Dalam konteks ini, sesuatu yang sering terjadi sepanjang sejarah umat manusia, kegelapan jelas merupakan sesuatu yang menakutkan dan menyedihkan. Dan kenyataannya adalah bahwa warna yang terkait dengan tidak adanya cahaya, hitam (terlepas dari kenyataan bahwa di alam praktis tidak mungkin untuk menemukan kegelapan total), telah menyeret konsepsi ini sepanjang sejarah dan telah memperoleh simbolisme tertentu yang bertahan bahkan ­sampai hari ini, menjadi mampu memprovokasi efek yang berbeda dalam jiwa kita. dan perilaku kita (sesuatu yang sebenarnya telah diamati baik oleh psikologi ­maupun oleh ilmu-ilmu lain dan bahkan seni). Apa arti warna hitam dalam psikologi ­? Mari kita lihat sepanjang artikel ini ­.

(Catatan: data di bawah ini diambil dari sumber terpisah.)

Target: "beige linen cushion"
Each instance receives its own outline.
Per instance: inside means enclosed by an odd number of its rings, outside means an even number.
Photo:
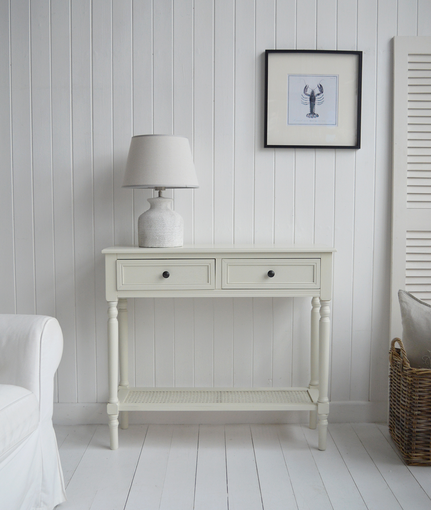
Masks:
[[[429,368],[431,362],[431,306],[410,292],[399,290],[402,343],[410,366]]]

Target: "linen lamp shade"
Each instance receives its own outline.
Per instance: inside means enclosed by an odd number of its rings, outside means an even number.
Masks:
[[[189,140],[169,135],[132,138],[123,188],[198,188]]]
[[[132,137],[123,187],[159,191],[158,197],[147,199],[150,208],[138,219],[140,246],[182,246],[183,218],[172,209],[172,198],[162,196],[162,191],[166,188],[199,187],[187,138],[170,135]]]

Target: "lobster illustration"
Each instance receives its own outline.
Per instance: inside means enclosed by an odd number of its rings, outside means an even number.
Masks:
[[[308,113],[307,116],[309,118],[314,119],[319,116],[319,114],[315,111],[316,104],[317,105],[321,105],[324,100],[323,98],[323,87],[319,83],[315,88],[310,88],[310,93],[309,94],[307,93],[307,90],[309,88],[309,86],[306,84],[306,86],[304,87],[303,94],[301,96],[301,103],[303,105],[310,104],[310,113]],[[319,89],[319,92],[317,94],[314,92],[316,89]]]

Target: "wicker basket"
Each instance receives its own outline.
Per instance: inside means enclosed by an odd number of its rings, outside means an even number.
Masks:
[[[399,338],[389,363],[389,432],[407,464],[430,466],[431,369],[412,368]]]

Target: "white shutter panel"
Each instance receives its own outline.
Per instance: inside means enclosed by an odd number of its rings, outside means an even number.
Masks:
[[[394,38],[391,338],[399,289],[431,304],[431,37]]]

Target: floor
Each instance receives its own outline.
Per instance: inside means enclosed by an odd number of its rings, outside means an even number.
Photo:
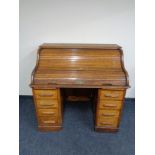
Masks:
[[[94,131],[92,107],[65,105],[63,130],[39,132],[32,97],[20,96],[20,155],[134,155],[135,101],[126,99],[120,131]]]

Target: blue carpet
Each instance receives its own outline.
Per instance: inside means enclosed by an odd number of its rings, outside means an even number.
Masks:
[[[94,132],[90,103],[66,104],[63,130],[39,132],[32,97],[20,97],[20,155],[134,155],[135,103],[125,101],[117,133]]]

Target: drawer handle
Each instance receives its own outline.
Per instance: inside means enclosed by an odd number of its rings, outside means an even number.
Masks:
[[[52,111],[42,111],[42,114],[50,114],[50,115],[54,115],[55,112],[52,112]]]
[[[53,94],[40,94],[39,96],[40,97],[52,97]]]
[[[112,125],[112,123],[100,123],[101,125]]]
[[[110,108],[116,108],[116,104],[104,104],[103,107],[110,107]]]
[[[101,116],[115,116],[115,114],[101,114]]]
[[[56,123],[55,121],[49,120],[49,121],[43,121],[43,123]]]
[[[44,102],[40,102],[40,105],[42,105],[42,106],[54,106],[54,104],[52,104],[52,103],[44,103]]]
[[[112,98],[117,98],[119,97],[118,94],[104,94],[105,97],[112,97]]]

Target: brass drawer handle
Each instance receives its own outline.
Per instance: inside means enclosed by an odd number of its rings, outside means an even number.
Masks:
[[[119,97],[118,94],[104,94],[105,97],[112,97],[112,98],[117,98]]]
[[[112,123],[100,123],[101,125],[112,125]]]
[[[44,103],[44,102],[40,102],[41,106],[54,106],[54,104],[52,103]]]
[[[39,96],[40,97],[52,97],[53,94],[40,94]]]
[[[104,104],[103,107],[109,107],[109,108],[116,108],[117,105],[115,104]]]
[[[49,120],[49,121],[43,121],[43,123],[56,123],[56,121],[53,121],[53,120]]]
[[[101,116],[115,116],[115,114],[101,114]]]
[[[54,115],[55,112],[52,112],[52,111],[42,111],[42,114],[50,114],[50,115]]]

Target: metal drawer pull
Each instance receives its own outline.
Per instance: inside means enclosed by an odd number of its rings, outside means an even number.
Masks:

Artikel terkait ­: ” Psikologi ­warna: makna dan keingintahuan warna “

tidak adanya cahaya

Sebelum mulai menilai apa arti warna hitam, pertama-tama perlu menilai apa warna ini. Secara umum, persepsi warna dihasilkan oleh kedatangan pada mata panjang gelombang cahaya tertentu yang dihasilkan ketika benda menyerap sebagian cahaya dan memantulkan sisanya sedemikian rupa sehingga dapat mencapai mata kita. Dengan kata lain, warna berasal dari dan sebenarnya adalah produk mata kita yang menangkap cahaya.

Dalam kasus hitam, tidak demikian ­. Secara tradisional, hitam telah dianggap sebagai ketiadaan total warna, berlawanan dengan putih, yang menyiratkan ­campuran semua warna. Tetapi pada kenyataannya, lebih dari tidak adanya warna (setelah semua, kita tidak berhenti memahaminya, dan juga pada tingkat pigmen di latar belakang, campuran semua warna akan memberi ­warna hitam), kita harus ­berbicara tentang tidak adanya warna. cahaya . Dan ini karena pada tingkat visual, jika kita melihat warna hitam, itu karena objek yang bersangkutan (atau pewarna yang menghamilinya) menyerap semua panjang gelombang cahaya yang mencapainya, dan oleh karena itu tidak dapat dipantulkan di retina kita. .

Dengan cara yang sama kita melihat warna ini dalam kegelapan total, dan untuk alasan yang sama: hitam adalah produk dari tidak adanya cahaya yang mencapai mata kita. Singkatnya , kita dapat ­mengatakan bahwa persepsi hitam, pada kenyataannya, tidak ada persepsi. Tetapi kenyataannya adalah rumit bahwa tidak ada jenis cahaya yang dipantulkan sama sekali, sesuatu yang memungkinkan kita mendeteksi berbagai jenis hitam.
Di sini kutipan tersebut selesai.